Budget retailer Wilko has entered administration after failing to secure a rescue deal, putting around 12,000 jobs in jeopardy.

The chain, which runs more than 400 stores across the UK, told staff on Thursday that it has hired administrators from PwC to oversee the process.

Mark Jackson, chief executive officer of Wilko, said the firm had “a significant level of interest” but was “left with no choice but to take this unfortunate action” after being unable to close a deal within time.

In a letter, Mr Jackson said: “Over the past six months Wilko has been very open that we’ve been considering options to accelerate a turnaround plan given that we needed to make significant changes to the way we operate to restore confidence and stabilise our business.

“We left no stone unturned when it came to preserving this incredible business but must concede that with regret, we’ve no choice but to take the difficult decision to enter into administration.

“We’ve all fought hard to keep this incredible business intact but must concede that time has run out and now we must do what’s best to preserve as many jobs as possible, for as long as is possible, by working with our appointed administrators.”

The retailer was founded as a hardware shop in Leicester 1930, but quickly expanded across the UK, growing into other markets such as garden products and stationery.

Wilko has grown to currently run around 400 stores and employ 12,000 workers.

It launched a turnaround plan earlier this year after its sales and shopper footfall came under pressure as consumer budgets were hammered by the rising cost of living.

Wilko said it saw “real progress” against many areas in its plan and made significant cost savings but was unable to improve its finances quickly enough to avoid insolvency.
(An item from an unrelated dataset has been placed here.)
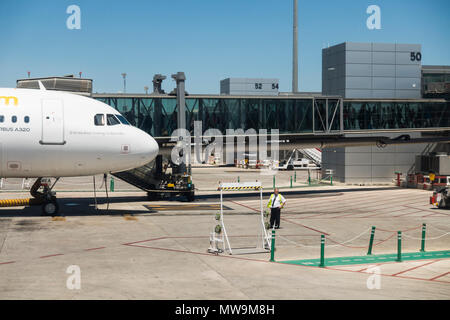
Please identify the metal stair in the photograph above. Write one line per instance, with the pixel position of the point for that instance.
(312, 154)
Administrators will now seek out potential buyers for the firm’s store estate and its brand.

Nadine Houghton, national officer at the GMB union, said: “The 12,000 Wilko workers now facing potential redundancy will take little solace that with better management the situation that has befallen Wilko was, sadly, entirely avoidable.

“GMB has been told time and time again how warnings were made that Wilko was in a prime position to capitalise on the growing bargain retailer market, but simply failed to grasp this opportunity.”